By Anna Tatham
Durham University has said it is “open to exploring the possible benefits” of two-year degree programmes, which would save 20% on tuition fees compared with a three-year course.
Universities Minister Sam Gyimah has confirmed plans for universities to provide shorter, more intensive two-year courses, which would cost around £11,000 per year, saving around £5,500 in total compared with a three-year course.
A fast-track degree would consist of two 45-week years of teaching, meaning students would have to borrow less to cover fee costs and would save on a year’s living costs and accommodation.
Universities minister Sam Gyimah argued that there are “undeniable financial, academic and personal benefits” of the following plans, and suggested it would encourage universities to “offer dynamic choices that serve the students’ needs”.

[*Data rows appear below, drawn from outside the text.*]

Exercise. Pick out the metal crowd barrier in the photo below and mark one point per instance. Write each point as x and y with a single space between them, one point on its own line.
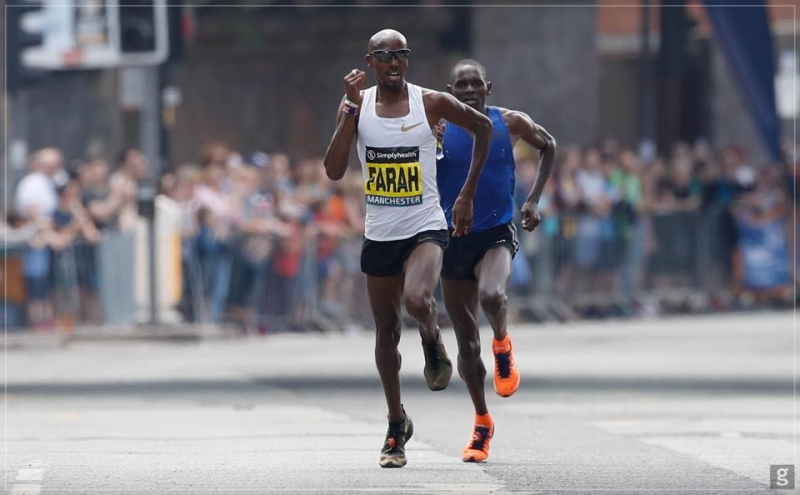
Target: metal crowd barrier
571 267
661 262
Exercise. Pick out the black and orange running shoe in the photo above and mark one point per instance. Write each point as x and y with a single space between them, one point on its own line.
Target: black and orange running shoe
477 450
438 368
393 453
506 374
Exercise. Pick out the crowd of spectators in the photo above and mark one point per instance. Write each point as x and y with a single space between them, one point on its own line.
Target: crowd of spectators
268 240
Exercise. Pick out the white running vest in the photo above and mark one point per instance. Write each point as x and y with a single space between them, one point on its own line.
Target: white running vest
398 163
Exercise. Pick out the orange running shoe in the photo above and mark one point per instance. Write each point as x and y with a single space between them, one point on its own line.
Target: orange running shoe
506 374
477 450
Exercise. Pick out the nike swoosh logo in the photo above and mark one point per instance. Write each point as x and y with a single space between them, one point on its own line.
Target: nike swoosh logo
403 127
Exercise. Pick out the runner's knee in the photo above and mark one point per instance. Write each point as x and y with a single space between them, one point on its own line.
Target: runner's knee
492 301
419 304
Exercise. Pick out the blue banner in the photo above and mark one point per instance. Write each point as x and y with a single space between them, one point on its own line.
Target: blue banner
744 35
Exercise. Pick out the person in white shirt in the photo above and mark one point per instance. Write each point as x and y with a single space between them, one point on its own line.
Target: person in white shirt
405 227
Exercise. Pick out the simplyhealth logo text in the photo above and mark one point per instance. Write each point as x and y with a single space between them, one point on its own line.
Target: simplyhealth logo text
394 176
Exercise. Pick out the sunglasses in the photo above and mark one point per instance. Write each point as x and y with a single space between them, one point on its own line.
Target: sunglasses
384 56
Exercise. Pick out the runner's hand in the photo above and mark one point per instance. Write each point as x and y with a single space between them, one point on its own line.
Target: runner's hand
531 218
462 216
440 129
354 82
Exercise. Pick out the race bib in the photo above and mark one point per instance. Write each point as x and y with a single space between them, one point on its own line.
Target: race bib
394 176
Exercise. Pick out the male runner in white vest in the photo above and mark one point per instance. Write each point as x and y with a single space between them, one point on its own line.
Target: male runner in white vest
405 227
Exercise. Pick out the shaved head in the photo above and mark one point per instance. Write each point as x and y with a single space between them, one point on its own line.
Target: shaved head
467 62
385 37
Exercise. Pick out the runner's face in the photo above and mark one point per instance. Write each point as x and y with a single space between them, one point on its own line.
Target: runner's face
391 72
470 88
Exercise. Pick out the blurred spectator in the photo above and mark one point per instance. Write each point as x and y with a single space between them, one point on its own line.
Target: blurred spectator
595 247
74 260
762 258
215 218
123 185
103 204
36 192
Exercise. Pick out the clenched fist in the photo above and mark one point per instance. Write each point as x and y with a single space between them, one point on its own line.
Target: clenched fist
354 82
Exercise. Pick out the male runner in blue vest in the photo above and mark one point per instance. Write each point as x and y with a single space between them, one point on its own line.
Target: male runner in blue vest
477 266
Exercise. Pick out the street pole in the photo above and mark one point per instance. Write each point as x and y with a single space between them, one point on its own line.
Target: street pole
150 143
647 82
17 145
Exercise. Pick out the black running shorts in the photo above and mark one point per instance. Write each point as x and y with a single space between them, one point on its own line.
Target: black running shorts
465 252
387 258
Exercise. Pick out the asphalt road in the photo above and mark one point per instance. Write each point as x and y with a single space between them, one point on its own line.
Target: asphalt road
684 405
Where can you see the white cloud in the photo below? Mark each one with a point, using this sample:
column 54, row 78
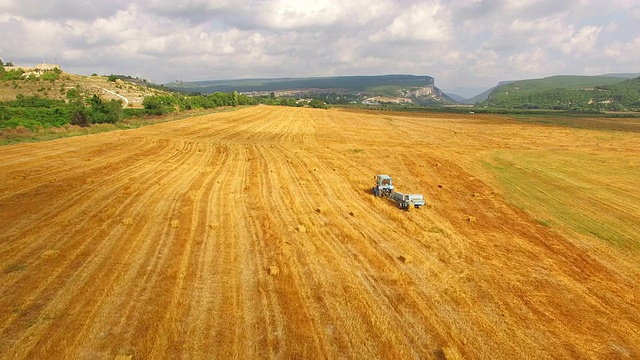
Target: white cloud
column 456, row 41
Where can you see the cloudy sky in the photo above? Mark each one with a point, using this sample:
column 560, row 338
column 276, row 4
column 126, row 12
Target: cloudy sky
column 462, row 43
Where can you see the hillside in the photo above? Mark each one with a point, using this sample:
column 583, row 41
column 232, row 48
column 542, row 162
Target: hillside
column 35, row 83
column 419, row 89
column 583, row 93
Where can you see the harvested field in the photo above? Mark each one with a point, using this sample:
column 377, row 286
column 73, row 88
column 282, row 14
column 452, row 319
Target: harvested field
column 254, row 234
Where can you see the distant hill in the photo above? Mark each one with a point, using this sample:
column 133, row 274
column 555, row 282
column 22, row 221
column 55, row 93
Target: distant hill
column 565, row 92
column 419, row 89
column 31, row 83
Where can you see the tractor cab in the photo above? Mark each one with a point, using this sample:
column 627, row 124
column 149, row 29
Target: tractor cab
column 384, row 185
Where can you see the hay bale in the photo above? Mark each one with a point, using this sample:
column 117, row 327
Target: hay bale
column 49, row 254
column 273, row 270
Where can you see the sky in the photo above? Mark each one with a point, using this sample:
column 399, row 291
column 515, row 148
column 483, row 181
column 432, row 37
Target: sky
column 466, row 45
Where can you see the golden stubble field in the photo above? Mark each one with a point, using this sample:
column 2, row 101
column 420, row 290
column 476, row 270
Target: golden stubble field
column 253, row 234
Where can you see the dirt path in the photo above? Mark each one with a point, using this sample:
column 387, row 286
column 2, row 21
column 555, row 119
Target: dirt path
column 252, row 234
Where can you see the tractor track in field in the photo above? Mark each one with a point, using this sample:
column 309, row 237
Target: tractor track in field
column 254, row 234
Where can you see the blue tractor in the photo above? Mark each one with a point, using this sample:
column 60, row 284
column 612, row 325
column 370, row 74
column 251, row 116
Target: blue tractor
column 384, row 186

However, insiders argue that universities are not equipped to offer shorter, more intense courses, meaning that lectures and seminars could be held in the summer holidays, and tutors may not have enough time for research, according to The Times.
Raising annual tuition fees above £9,250 would also require Parliamentary approval – if successful, such courses could operate from next year.
Mr Gyimah also said accelerated degrees would help improve access for “mature students and those who commute, who were previously locked out of higher education”.
Professor Alan Houston, Pro-Vice-Chancellor (Education) has said: “There are a number of reasons why full-time, three-year degree programmes are generally the most appropriate at research-intensive institutions like Durham.
“However, we are open to exploring the possible benefits and necessary compromises which two-year degree programmes would entail.”
Yet the head of one of the first universities to offer two-year degrees over 40 years ago has suggested universities will find it hard to adapt to the two-year degree structure.
Sir Anthony Seldon, Vice-Chancellor of the University of Buckingham, said: “Two-year degrees are a more efficient and cost-effective method for students to get on with their careers and their lives.”
But he said: “Universities offering three-year degrees will find it difficult to restructure.
“We would like the universities minister to engage in discussions with us in order to assist independent providers who offer two-year degrees.”
Seven of the nine candidates running to be NUS delegates for Durham Students’ Union vehemently opposed the prospect of supporting two-year degree courses.